Ebbene, ieri 23 ottobre 2013, su RaiTre, nel corso del programma “Chi l’ha visto?”, è andata in onda una puntata che sembrava confezionata direttamente negli uffici del dr. Goebbels, con cui – esattamente come negli anni Trenta – si è offerta sotto la veste di servizio pubblico un’operazione di autentica mistificazione razzista nei confronti del popolo rom.
Il pretesto, davvero ghiotto, è stata la vicenda della bambina bionda scoperta in una comunità rom in Grecia e immediatamente considerata “rapita” dalla famiglia che la ospitava.

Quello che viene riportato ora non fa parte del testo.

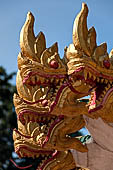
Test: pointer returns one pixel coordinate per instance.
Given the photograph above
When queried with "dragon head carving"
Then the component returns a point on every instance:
(91, 65)
(45, 116)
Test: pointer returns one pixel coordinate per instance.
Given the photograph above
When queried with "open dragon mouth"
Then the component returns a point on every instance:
(40, 127)
(43, 158)
(100, 86)
(46, 89)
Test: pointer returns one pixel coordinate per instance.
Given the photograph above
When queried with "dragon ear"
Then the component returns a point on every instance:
(31, 46)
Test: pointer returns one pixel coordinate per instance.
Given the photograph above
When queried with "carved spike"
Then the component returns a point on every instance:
(53, 48)
(40, 44)
(27, 38)
(91, 40)
(80, 31)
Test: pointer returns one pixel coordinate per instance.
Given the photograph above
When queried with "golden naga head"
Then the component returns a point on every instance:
(44, 88)
(89, 63)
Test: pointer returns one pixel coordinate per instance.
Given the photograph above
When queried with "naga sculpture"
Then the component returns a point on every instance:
(93, 65)
(48, 103)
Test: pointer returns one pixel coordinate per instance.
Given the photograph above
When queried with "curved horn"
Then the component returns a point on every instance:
(31, 46)
(80, 31)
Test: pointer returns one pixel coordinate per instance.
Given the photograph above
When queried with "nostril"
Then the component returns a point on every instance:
(106, 64)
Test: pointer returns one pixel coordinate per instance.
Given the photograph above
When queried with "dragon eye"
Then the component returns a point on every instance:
(106, 64)
(54, 64)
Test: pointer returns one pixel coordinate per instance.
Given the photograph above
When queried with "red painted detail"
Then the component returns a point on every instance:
(106, 64)
(44, 103)
(53, 64)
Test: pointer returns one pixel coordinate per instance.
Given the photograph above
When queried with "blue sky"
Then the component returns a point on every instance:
(54, 18)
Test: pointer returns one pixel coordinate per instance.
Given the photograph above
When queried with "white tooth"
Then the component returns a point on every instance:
(52, 79)
(36, 78)
(33, 79)
(106, 81)
(42, 89)
(57, 80)
(77, 83)
(42, 79)
(85, 75)
(62, 79)
(109, 85)
(94, 77)
(90, 75)
(111, 82)
(104, 92)
(98, 79)
(106, 88)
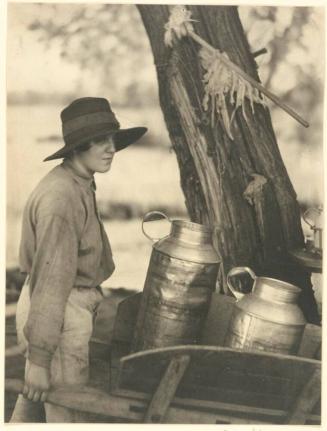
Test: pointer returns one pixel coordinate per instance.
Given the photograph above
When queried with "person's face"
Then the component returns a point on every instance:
(99, 156)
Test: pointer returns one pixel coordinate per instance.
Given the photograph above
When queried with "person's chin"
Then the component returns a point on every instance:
(103, 169)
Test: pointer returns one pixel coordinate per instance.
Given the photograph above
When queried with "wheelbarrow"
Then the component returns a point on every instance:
(195, 384)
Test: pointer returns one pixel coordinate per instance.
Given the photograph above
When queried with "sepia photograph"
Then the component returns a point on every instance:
(164, 213)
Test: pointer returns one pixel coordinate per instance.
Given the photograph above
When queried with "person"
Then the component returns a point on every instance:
(66, 255)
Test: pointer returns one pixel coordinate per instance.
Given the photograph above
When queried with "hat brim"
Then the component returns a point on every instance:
(122, 139)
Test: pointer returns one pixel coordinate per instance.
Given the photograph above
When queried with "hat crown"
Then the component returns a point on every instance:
(85, 106)
(90, 118)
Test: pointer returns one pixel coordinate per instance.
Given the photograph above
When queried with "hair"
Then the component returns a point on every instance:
(84, 147)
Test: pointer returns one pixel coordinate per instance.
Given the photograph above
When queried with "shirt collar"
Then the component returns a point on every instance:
(82, 178)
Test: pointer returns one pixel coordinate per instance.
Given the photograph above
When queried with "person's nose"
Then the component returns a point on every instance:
(109, 148)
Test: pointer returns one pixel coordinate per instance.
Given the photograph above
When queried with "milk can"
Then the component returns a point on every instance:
(316, 225)
(179, 283)
(268, 318)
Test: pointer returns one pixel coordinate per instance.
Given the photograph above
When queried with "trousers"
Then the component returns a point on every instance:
(70, 362)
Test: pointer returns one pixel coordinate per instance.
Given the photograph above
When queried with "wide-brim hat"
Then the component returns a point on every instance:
(90, 118)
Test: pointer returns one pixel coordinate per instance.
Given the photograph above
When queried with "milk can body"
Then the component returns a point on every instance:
(180, 280)
(266, 319)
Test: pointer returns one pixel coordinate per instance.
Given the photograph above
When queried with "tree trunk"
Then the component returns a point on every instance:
(256, 229)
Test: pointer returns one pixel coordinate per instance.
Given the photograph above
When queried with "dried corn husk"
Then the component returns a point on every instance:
(219, 82)
(179, 22)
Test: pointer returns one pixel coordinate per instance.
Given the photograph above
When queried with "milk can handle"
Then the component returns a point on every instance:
(236, 271)
(149, 214)
(317, 210)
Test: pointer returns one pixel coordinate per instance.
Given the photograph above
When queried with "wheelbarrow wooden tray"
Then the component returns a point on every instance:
(197, 384)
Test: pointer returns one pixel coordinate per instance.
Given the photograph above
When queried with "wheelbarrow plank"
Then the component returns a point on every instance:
(218, 374)
(166, 390)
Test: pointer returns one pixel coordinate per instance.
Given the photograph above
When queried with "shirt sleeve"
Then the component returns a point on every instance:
(51, 280)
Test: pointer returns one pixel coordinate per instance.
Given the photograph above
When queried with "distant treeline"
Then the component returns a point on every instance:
(31, 97)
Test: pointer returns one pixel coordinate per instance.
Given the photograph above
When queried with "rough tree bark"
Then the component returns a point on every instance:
(254, 229)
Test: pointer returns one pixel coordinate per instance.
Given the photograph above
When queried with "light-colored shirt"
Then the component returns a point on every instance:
(63, 245)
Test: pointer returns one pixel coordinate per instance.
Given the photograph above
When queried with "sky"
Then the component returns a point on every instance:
(30, 65)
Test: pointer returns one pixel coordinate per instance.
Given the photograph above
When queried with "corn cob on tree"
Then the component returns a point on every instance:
(231, 171)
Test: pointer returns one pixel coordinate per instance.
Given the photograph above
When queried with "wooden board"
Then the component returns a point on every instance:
(217, 374)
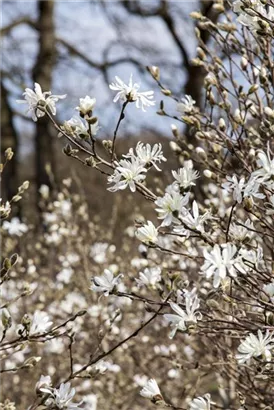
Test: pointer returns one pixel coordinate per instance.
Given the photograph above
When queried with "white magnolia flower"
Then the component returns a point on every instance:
(127, 174)
(183, 318)
(235, 186)
(65, 275)
(201, 403)
(220, 261)
(252, 256)
(185, 176)
(266, 167)
(90, 402)
(44, 382)
(270, 204)
(106, 282)
(195, 220)
(62, 397)
(78, 128)
(251, 189)
(86, 105)
(102, 366)
(186, 105)
(5, 209)
(130, 93)
(241, 233)
(150, 277)
(15, 227)
(151, 390)
(40, 102)
(40, 323)
(147, 233)
(44, 191)
(147, 155)
(252, 20)
(100, 250)
(256, 346)
(170, 207)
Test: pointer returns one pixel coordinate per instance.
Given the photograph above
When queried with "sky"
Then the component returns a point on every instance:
(99, 33)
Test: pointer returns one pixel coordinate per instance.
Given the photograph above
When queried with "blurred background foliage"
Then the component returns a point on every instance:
(77, 47)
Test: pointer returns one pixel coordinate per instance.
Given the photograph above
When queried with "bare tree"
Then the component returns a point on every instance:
(42, 74)
(9, 139)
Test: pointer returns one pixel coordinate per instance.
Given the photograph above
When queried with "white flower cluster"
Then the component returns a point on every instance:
(130, 93)
(226, 259)
(61, 397)
(128, 172)
(253, 15)
(106, 282)
(184, 318)
(256, 346)
(40, 102)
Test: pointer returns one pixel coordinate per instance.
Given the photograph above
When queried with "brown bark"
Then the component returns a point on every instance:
(42, 74)
(9, 138)
(196, 75)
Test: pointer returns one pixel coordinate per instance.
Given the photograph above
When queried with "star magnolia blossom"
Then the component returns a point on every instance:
(185, 176)
(184, 317)
(39, 101)
(5, 209)
(86, 105)
(186, 105)
(62, 397)
(252, 21)
(150, 277)
(220, 261)
(147, 155)
(147, 233)
(195, 220)
(76, 127)
(40, 323)
(44, 382)
(201, 403)
(130, 93)
(15, 227)
(126, 174)
(151, 390)
(266, 167)
(105, 283)
(170, 206)
(254, 346)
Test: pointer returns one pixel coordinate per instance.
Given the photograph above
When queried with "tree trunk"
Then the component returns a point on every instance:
(9, 138)
(42, 74)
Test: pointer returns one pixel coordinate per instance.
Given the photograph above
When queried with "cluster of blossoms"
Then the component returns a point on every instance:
(130, 93)
(227, 236)
(253, 14)
(260, 178)
(184, 318)
(132, 170)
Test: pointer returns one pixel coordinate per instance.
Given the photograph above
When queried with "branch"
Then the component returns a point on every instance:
(98, 66)
(22, 20)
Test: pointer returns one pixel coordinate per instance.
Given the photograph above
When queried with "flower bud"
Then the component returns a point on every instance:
(222, 124)
(269, 112)
(6, 319)
(244, 63)
(166, 92)
(207, 173)
(201, 153)
(8, 154)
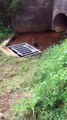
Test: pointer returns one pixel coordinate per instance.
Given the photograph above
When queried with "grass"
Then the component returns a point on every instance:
(40, 82)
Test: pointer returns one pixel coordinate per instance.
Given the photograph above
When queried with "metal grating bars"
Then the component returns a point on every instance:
(24, 50)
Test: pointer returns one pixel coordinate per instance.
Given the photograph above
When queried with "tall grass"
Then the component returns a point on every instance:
(48, 100)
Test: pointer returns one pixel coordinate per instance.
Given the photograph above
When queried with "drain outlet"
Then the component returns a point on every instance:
(24, 50)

I media internazionali, senza alcun riguardo né per i diritti della bambina, né verso i diritti più elementari, si sono infatti subito scatenati contro i genitori adottivi, immediatamente sbattuti in galera e presentati come criminali, con tanto di foto segnaletiche, e gli “zingari” in generale, riproposti per l’ennesima volta come soggetti senza scrupoli, dediti al sequestro, allo sfruttamento, alla violenza contro i bambini e le donne.
La stessa leggenda che continua ad alimentare i pogrom e i provvedimenti antigitani, dall’Ungheria a Ponticelli, dalla Francia a Torino, nonostante gli allarmanti rapporti annuali delle associazioni internazionali che si occupano di diritti umani e di minoranze discriminate.
La storia televisiva, la regia e la conduzione di “Chi l’ha visto?” non sono certamente riconducibili a settori neonazisti o alla xenofobia leghista e grillina, ma il risultato è stato forse proprio per questo ancora più grave e colpevole, dal momento che alle dichiarate buone intenzioni e alla falsa coscienza democratica, è stata fatta seguire una quantità di stereotipi senza fondamento degni della “Difesa della razza”, mistificazioni a senso unico dei fatti e allusioni criminalizzanti, non meno gravi di chi incendia vigliaccamente i cosiddetti “campi nomadi” o aggredisce l’inerme mendicante per strada, oppure sparge veleno e ignoranza nel web attraverso la viltà asettica di una tastiera.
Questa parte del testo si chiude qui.